Там и тут на широкой полосе реки криво торчали сосновые ветви, обозначая дороги, полыньи и трещины во льду; они поднимались вверх, точно руки утопающего, изломанные судорогами.
Томительной скукой веет от реки: пустынная, прикрытая ноздреватой коростой, она лежит безотрадно прямою дорогой во мглистую область, откуда уныло и лениво дышит сырой, холодный ветер.

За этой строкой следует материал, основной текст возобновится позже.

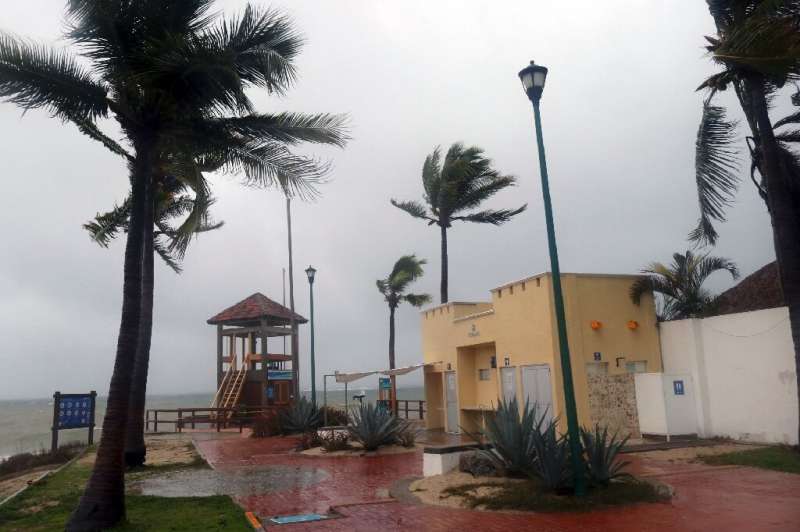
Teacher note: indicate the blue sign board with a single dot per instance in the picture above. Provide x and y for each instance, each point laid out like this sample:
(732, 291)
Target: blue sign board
(75, 411)
(279, 374)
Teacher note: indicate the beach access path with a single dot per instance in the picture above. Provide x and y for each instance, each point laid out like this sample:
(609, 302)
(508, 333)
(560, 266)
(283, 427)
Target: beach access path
(357, 488)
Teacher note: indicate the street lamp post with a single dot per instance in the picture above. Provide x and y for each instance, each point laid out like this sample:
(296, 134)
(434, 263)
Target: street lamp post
(533, 78)
(310, 272)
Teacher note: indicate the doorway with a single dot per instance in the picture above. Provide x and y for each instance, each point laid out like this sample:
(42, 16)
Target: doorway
(538, 389)
(508, 382)
(451, 398)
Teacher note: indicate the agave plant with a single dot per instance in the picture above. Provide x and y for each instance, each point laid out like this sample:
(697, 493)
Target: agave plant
(602, 455)
(551, 453)
(373, 427)
(301, 417)
(511, 436)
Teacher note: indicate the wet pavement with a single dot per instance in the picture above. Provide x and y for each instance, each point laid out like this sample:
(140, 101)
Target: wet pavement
(706, 497)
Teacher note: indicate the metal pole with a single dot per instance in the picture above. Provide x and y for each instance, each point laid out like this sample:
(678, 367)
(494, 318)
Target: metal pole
(313, 367)
(558, 301)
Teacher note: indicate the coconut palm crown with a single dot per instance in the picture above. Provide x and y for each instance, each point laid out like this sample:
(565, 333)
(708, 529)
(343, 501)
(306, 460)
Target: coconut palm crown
(681, 284)
(455, 187)
(173, 75)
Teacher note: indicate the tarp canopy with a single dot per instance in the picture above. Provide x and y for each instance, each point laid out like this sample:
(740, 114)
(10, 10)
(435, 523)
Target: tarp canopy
(350, 377)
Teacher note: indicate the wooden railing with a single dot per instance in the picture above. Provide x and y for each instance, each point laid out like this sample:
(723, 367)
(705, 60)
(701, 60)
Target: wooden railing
(212, 418)
(408, 409)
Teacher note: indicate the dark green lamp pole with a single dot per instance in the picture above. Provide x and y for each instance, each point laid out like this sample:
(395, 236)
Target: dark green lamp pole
(533, 77)
(310, 272)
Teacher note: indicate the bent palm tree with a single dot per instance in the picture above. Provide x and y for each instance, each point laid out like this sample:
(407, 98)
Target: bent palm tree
(758, 47)
(681, 285)
(171, 201)
(459, 184)
(173, 76)
(406, 270)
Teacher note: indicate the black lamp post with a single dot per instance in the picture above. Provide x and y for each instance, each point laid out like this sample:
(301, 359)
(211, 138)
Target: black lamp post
(311, 272)
(533, 77)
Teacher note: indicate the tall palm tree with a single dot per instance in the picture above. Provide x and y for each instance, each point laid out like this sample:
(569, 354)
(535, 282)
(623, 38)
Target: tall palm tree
(681, 284)
(459, 184)
(757, 46)
(171, 201)
(173, 76)
(406, 270)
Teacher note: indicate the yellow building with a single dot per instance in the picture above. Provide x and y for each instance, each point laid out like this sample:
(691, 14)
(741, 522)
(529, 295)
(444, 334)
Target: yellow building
(479, 352)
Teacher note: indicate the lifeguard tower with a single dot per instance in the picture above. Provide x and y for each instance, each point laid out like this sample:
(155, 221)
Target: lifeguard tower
(249, 371)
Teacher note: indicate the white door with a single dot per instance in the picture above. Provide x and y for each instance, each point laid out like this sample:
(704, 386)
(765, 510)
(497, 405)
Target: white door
(508, 382)
(452, 402)
(537, 388)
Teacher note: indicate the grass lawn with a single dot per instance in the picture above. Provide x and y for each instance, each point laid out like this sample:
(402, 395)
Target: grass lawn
(530, 497)
(778, 458)
(47, 506)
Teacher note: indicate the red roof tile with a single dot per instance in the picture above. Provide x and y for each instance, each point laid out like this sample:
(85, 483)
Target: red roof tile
(254, 308)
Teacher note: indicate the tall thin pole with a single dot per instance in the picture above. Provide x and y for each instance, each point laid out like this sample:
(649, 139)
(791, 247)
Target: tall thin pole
(558, 301)
(313, 369)
(292, 323)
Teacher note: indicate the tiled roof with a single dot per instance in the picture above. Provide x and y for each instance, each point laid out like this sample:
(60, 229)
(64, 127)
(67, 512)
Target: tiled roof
(759, 290)
(254, 308)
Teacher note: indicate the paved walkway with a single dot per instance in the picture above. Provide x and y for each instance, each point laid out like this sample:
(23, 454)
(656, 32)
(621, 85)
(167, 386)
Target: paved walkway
(707, 498)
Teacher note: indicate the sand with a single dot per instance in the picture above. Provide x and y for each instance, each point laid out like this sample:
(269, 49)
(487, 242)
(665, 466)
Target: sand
(690, 454)
(430, 490)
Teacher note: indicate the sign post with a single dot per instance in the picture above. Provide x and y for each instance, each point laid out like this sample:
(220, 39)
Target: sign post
(73, 411)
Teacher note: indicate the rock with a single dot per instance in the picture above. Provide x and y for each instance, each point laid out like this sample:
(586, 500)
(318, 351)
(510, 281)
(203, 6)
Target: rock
(477, 464)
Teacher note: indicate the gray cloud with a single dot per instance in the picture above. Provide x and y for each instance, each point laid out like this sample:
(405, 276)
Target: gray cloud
(619, 111)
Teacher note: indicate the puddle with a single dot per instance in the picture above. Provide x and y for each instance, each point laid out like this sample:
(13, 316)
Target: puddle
(249, 481)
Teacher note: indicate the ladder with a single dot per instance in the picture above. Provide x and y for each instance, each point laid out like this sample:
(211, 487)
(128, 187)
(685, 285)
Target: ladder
(230, 390)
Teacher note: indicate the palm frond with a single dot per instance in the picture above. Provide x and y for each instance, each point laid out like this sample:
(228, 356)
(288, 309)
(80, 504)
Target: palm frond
(34, 76)
(494, 217)
(715, 170)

…Староста Осип, чистенький и складный мужичок, с правильной серебряной бородкой, аккуратно завитой в мелкие кольца на розовых щеках и гибкой шее, — всегда и всюду заметный, староста Осип покрикивает:
— Шевелись поживей, курицыны дети!
И обращается ко мне, насмешливо внушая:
— Наблюдающий, — ты чего в небе ковыряешь тупым твоим носом? Ты для какого дела приставлен, спросить тебя? Ты — от подрядчика, от Василь Сергеича? Стало быть — подобат тебе наяривать нас — работай живо, такой-сякой народ! Вот, для какого подвигу ты налажен, а ты — на свое дело моргаешь, дите мое, горький сухостой! Моргать тебе не положено, ты гляди в оба да покрикивай, коли тебя вроде десятника до нас приспособили… ты — командуй, кукушкино яичко!
Он снова кричит на ребят:
— Не зевай! Лешие, — надобно сегодня конец делу положить али нет?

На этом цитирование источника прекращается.